Remender does a great job with the writing here. His two best areas are the scene between Alex and Cyclops and the exchange between Scarlet Witch and Rogue. Remender nails each character perfectly. I loved seeing Scarlet Witch finally stand up for herself and call the mutants out on their hypocrisy. Certain elements still don’t work. Cyclops attitude of “I did what I had to” doesn’t gel with who he is nor the idea of how the Phoenix can corrupt you. I also don’t think it’s realistic to have Captain America attempt to start a group like this so soon after the events of AvX. None of this is Remender’s fault, though, and he does a great job working within some difficult constraints.
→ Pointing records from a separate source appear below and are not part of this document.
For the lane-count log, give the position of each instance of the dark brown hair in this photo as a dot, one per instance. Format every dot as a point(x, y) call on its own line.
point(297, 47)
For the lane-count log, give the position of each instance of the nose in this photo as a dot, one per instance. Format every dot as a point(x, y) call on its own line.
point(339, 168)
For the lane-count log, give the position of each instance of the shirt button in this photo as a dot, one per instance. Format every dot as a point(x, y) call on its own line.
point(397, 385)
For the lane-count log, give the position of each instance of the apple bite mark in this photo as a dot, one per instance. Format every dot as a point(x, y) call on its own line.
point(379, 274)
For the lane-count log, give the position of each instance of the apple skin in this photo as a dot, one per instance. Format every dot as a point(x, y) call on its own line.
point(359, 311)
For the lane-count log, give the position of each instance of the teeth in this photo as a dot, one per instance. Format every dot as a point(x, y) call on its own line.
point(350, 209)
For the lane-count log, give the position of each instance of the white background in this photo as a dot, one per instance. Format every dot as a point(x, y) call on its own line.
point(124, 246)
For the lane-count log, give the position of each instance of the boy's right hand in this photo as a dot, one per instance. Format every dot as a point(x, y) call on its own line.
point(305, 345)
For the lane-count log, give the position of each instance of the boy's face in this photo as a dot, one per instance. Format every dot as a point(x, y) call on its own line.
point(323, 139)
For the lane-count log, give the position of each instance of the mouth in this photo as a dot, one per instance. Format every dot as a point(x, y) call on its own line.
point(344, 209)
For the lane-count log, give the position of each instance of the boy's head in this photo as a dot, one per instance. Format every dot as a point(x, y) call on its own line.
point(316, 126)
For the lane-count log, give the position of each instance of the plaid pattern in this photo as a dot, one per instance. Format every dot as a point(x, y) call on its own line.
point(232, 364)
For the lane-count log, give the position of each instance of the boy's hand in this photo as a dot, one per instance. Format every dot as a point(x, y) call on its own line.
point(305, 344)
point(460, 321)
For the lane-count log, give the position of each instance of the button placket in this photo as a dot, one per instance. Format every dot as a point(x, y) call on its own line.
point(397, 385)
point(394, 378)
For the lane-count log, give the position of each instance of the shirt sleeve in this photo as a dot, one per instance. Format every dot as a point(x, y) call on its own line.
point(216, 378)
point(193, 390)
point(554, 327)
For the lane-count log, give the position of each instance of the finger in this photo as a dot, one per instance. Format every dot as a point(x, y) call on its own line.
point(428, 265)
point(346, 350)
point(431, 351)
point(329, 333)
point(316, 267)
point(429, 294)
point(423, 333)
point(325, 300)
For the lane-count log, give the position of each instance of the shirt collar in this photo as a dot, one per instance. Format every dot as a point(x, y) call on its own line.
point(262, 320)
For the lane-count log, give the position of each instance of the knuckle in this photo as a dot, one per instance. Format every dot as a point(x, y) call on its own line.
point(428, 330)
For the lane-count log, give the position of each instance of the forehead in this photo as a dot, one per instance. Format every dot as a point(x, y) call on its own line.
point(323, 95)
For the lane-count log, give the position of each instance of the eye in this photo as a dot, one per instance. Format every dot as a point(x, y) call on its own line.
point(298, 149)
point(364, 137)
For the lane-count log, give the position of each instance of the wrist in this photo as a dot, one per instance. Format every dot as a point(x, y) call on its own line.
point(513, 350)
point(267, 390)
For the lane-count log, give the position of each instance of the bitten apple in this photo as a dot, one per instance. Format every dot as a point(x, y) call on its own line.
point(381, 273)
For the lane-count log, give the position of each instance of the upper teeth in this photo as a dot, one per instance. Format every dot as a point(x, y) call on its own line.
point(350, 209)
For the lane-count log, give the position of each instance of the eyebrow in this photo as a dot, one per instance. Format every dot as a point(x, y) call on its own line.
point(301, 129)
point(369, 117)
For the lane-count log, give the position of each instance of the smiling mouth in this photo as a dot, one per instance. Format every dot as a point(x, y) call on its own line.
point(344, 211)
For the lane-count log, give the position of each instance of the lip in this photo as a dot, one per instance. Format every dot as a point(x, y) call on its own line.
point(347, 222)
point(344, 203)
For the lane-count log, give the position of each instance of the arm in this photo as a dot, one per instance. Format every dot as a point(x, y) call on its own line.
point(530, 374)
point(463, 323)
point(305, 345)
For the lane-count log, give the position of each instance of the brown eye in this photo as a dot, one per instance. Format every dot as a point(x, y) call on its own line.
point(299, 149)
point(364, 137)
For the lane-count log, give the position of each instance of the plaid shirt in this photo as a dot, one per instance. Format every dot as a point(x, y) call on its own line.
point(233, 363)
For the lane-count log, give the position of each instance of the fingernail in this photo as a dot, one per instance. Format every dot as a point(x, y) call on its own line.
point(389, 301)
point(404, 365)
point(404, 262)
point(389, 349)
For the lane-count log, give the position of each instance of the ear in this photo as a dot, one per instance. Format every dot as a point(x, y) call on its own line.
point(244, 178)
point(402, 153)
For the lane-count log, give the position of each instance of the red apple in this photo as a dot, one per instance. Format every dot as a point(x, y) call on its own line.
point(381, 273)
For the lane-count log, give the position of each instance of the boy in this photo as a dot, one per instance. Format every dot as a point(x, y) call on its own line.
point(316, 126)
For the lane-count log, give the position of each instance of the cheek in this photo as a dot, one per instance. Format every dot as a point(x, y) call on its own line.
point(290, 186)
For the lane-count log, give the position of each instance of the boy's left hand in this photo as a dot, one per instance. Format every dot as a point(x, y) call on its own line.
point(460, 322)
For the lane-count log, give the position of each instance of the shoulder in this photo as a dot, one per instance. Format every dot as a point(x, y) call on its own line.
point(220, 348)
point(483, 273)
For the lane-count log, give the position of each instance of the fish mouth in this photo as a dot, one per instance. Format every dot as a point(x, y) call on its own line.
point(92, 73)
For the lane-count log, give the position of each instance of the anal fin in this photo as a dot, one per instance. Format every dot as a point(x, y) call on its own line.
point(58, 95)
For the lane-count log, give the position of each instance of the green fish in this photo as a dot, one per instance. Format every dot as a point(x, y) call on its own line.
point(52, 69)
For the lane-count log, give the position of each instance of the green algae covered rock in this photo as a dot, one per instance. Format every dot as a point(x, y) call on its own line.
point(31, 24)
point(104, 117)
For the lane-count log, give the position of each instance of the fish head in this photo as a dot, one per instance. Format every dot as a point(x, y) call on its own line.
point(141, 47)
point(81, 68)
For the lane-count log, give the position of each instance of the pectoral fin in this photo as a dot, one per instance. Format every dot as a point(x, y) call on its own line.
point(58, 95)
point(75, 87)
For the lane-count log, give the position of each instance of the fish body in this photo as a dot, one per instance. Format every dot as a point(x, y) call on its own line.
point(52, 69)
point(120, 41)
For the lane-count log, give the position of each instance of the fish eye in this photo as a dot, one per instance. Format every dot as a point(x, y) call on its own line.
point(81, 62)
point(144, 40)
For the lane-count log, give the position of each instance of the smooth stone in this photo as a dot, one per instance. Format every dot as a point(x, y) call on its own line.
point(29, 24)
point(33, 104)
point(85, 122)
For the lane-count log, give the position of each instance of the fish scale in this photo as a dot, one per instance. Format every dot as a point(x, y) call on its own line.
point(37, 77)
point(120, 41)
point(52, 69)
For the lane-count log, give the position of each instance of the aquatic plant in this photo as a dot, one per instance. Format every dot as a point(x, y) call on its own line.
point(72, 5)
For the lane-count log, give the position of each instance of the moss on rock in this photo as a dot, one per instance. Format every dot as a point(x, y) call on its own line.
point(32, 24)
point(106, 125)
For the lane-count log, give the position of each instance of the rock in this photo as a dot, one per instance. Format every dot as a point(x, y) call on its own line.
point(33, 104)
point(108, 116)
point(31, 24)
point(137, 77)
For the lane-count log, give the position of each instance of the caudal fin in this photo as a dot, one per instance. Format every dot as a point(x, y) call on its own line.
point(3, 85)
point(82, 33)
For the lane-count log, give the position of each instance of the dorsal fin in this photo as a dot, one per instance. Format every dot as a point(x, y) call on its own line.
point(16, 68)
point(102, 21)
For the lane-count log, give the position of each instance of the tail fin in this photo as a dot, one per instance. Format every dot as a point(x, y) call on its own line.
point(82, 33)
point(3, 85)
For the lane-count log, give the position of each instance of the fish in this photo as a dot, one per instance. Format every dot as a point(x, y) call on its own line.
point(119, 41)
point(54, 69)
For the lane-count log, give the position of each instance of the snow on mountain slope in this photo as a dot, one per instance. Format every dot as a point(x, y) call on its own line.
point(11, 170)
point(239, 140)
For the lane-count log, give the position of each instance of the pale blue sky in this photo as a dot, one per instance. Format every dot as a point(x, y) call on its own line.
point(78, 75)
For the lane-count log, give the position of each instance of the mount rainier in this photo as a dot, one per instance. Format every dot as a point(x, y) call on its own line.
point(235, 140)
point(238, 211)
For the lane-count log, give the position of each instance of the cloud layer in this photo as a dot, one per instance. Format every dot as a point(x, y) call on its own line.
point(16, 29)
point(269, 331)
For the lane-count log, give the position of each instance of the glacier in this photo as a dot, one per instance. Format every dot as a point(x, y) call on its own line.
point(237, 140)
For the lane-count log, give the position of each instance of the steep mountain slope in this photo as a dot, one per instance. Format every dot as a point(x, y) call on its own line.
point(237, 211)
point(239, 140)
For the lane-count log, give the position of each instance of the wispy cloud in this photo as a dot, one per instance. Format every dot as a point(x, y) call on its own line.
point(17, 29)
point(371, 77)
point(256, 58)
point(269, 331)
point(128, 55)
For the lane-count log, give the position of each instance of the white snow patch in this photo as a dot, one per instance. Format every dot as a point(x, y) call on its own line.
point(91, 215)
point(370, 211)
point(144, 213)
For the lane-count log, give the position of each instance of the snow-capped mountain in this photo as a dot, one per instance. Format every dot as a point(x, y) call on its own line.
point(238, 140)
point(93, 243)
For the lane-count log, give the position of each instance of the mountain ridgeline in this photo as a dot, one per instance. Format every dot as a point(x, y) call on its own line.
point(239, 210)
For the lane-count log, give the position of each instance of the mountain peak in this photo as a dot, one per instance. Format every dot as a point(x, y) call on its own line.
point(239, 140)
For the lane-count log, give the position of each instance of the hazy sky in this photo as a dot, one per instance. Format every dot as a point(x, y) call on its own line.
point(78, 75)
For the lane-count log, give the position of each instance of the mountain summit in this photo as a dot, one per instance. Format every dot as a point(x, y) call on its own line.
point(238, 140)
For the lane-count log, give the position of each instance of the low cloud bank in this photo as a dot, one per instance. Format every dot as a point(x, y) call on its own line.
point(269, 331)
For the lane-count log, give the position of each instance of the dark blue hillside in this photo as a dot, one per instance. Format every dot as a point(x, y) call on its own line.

John Cassaday’s art is not as powerful as Remender’s writing. The art isn’t bad, but it is very uneven. Wolverine looks awful, like Cassaday was attempting to draw the movie version of Logan but couldn’t quite get it to work. As the issue goes on, the art gets better, the action sequences are top notch, as is the Scarlet Witch/Rogue bit. Some of the panel work is great, others just don’t make the cut. Alex and Cyclops is a good example. Cyclops looks solid and well drawn, his brother looks gaunt and with a weird head.

While hurting from inconsistent art, Uncanny Avengers is the first good thing to come out of Avengers vs. X-Men.